Of course, as many conservative commentators note, the question hinges on what constitutes a just wage in twenty-first-century America. And that’s where the conversation typically stops.
But in his encyclical Centesimus Annus, St. John Paul II says that “society and the State must ensure wage levels adequate for the maintenance of the worker and his family, including a certain amount for savings.” That description does not fit many of the mean annual wages noted in the Oxfam America report. How is a parent of two or more children supposed to support a family, and leave aside a certain amount for savings, with an annual wage of $20,000? (We haven’t even mentioned that these low-wage jobs rarely offer health insurance or other benefits that college-educated people mostly take for granted.)
Pope Francis has been lambasting a global capitalism that tolerates widespread poverty as contrary to the Gospel.
Why is there not more moral urgency surrounding the wage issue? ask the Lapps.
And isn’t a CEO-to-average-worker pay ratio of 331 to 1 in the US just a little bit scandalous when 30 years ago, it was just 40 to 1?
If executives at the very top dramatically increased their incomes while maintaining profitable businesses in the last several decades, why hasn’t pay risen for average workers?

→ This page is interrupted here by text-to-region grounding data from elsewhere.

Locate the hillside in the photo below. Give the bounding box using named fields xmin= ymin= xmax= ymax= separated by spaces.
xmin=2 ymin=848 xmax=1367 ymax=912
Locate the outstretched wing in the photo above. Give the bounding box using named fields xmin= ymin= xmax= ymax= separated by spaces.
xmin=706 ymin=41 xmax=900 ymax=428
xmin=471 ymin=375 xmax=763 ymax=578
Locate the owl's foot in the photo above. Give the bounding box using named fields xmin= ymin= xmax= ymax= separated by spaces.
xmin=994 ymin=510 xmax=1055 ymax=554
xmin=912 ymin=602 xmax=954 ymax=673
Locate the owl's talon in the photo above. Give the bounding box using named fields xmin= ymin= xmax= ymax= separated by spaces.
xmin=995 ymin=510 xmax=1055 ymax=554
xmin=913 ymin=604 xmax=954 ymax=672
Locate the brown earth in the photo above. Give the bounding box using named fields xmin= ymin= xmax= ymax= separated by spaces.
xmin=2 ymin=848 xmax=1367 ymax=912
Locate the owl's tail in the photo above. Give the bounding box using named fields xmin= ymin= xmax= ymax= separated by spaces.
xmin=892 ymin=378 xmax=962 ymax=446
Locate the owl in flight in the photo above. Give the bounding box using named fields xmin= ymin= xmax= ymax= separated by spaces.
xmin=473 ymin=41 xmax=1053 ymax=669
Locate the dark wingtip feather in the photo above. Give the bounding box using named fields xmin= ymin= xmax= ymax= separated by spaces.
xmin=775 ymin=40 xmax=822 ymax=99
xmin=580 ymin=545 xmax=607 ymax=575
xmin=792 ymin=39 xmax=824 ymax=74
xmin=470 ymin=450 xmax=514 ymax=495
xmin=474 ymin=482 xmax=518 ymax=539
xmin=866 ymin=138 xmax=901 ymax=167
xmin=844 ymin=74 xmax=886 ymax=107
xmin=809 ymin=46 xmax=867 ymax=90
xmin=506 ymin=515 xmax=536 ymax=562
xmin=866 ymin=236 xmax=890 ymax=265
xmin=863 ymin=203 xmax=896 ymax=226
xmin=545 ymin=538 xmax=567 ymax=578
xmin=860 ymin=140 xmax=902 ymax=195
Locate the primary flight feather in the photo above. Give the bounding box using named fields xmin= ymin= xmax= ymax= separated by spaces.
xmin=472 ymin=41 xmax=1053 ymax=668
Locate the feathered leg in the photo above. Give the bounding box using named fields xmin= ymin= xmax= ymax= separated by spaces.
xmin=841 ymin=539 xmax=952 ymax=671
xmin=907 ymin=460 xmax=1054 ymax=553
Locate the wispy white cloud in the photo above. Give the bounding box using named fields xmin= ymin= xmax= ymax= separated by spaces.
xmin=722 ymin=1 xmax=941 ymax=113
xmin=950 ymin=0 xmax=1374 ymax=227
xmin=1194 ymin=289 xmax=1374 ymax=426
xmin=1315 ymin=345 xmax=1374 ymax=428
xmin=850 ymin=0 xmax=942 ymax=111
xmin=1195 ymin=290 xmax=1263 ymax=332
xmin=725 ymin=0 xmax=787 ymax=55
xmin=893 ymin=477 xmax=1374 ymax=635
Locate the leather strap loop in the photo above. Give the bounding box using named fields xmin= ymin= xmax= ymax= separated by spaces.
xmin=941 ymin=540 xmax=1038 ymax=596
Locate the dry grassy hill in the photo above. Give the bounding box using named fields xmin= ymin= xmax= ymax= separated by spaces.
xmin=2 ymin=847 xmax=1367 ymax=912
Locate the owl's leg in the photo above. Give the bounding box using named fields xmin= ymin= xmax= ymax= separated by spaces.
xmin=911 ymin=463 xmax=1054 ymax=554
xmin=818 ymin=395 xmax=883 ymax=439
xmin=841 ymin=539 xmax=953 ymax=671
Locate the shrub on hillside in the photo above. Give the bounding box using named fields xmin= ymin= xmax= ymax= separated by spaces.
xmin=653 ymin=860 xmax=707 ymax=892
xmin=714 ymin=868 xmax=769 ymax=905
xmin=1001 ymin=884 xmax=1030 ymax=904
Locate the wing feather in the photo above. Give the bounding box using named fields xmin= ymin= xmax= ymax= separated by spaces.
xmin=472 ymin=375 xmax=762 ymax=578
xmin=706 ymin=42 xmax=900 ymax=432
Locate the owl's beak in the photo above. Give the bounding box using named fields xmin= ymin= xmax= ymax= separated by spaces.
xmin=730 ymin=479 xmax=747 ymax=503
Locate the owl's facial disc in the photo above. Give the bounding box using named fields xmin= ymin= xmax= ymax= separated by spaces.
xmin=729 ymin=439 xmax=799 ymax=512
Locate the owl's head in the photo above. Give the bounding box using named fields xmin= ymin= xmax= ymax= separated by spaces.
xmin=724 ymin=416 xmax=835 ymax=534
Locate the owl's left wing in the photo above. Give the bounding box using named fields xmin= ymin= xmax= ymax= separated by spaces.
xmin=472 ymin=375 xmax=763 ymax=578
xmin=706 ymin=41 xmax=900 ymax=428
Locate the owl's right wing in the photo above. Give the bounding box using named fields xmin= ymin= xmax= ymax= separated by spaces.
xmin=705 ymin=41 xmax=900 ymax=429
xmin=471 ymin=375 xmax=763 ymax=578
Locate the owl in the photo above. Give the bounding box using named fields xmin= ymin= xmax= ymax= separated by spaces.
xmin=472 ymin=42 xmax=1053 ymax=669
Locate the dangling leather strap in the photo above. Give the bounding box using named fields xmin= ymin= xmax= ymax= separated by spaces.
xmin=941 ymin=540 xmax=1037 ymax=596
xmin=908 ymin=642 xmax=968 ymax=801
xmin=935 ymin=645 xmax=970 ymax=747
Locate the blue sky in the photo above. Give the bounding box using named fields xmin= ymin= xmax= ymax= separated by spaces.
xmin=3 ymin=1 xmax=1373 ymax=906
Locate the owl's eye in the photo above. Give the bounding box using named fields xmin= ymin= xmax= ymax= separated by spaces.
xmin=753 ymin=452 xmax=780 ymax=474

Surely this isn’t the result of economic necessity. Instead, it seems to reflect the free decisions of free people—decisions that could be otherwise.
But, some argue, at least today’s poor and working class are better off than previous generations – look at the big screen televisions in their living rooms and the iPhones in their pockets.
However, as the Lapps rightly point out, these material things do not compensate for the cost to family life itself that a couple like Jolie and Jake experience. “[T]he problem with the just-wage-for-cheap-goods trade is that it reflects more of a preference for the consumer, rather than a preference for the family.”
The fact that some families console themselves with consumerism does not make it desirable. And as the Lapps say, “for conservatives who claim to care about supporting stable families, sacrificing a just wage for cheap goods is an unacceptable bargain.”
Probably David and Amber Lapp were not among the luminaries at the White House summit on working families, though they should have been. They should certainly be at the next conservative summit. They have a lot of important things to say.
Carolyn Moynihan is deputy editor of MercatorNet.